Toelke explained that a person who is given a suspended imposition sentence (s.i.s.) in a felony case and successfully completes a term of probation no longer has a felony conviction. However, under the law, a person with an s.i.s. is “not eligible” to apply for a conceals/carry permit, Toelke stressed.
“The fact that they plead guilty to a crime, as outlined as a restriction in the conceal/carry law, remains part of the record that is accessible to law enforcement,” Toelke said.
Since the department began issuing conceal/carry permits, 64 applicants were denied, most because they had an s.i.s. in a previous felony case, Toelke noted.

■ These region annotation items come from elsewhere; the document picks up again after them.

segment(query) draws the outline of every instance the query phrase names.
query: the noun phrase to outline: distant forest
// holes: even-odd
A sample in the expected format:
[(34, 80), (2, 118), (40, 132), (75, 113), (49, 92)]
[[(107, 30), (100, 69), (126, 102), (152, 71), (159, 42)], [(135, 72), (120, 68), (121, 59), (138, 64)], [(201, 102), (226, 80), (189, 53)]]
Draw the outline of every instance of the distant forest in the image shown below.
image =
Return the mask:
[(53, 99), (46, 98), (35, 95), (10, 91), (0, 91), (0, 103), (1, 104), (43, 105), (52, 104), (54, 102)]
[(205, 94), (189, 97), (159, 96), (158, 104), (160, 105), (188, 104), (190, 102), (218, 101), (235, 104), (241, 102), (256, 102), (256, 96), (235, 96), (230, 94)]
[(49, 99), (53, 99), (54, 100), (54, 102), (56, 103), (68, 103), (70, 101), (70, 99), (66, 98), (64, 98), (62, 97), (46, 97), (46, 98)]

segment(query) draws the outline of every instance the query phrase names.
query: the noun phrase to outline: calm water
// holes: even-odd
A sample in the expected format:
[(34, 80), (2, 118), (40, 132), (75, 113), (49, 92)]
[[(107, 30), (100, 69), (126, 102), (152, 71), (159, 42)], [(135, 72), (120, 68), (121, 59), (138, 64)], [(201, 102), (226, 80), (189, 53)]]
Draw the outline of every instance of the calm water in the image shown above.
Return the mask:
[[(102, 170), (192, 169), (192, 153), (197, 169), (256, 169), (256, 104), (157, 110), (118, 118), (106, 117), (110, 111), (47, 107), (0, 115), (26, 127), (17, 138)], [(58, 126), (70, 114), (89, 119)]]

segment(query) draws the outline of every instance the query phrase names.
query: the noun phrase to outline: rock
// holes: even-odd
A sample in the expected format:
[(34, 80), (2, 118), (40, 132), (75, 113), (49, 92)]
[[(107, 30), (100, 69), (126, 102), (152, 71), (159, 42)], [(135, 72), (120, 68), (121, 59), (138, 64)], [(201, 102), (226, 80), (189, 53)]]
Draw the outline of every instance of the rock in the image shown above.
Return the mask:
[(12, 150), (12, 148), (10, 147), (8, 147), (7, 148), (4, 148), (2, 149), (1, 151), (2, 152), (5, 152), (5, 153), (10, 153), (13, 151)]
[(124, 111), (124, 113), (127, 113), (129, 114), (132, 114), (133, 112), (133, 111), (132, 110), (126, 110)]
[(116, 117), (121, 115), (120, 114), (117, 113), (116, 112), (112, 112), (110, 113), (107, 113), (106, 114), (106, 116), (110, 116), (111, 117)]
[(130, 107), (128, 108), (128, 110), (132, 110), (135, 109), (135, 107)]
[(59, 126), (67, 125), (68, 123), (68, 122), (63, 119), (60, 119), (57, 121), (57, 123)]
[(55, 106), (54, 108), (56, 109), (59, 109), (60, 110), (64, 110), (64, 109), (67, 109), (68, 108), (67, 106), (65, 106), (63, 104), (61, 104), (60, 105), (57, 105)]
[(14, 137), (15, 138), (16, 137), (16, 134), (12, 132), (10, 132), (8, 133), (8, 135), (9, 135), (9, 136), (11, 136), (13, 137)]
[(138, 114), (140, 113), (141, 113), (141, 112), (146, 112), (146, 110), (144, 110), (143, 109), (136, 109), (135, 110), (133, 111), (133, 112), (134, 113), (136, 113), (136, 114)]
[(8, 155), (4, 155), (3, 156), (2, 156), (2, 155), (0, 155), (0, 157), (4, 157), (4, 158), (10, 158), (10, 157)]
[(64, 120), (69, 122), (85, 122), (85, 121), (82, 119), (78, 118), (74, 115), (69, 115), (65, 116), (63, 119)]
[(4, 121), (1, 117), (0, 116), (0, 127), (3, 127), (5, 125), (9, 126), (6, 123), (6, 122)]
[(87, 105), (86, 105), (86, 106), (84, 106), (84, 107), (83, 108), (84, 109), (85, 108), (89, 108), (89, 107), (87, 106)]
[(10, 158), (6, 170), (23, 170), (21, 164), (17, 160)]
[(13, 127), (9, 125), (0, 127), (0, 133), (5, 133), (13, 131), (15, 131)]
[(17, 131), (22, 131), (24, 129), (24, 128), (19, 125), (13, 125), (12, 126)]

“Most people feel that since they no longer have a conviction they are eligible to apply,” Toelke said. That is not the case, however.
Toelke said to date, seven people who were denied permits challenged his decision in court, but none were successful in their lawsuits.
Over the last eight years, Toelke said one owner’s permit was suspended and 16 others were revoked. Those 16 revocations did not involve issues related to carrying concealed weapons, the sheriff noted.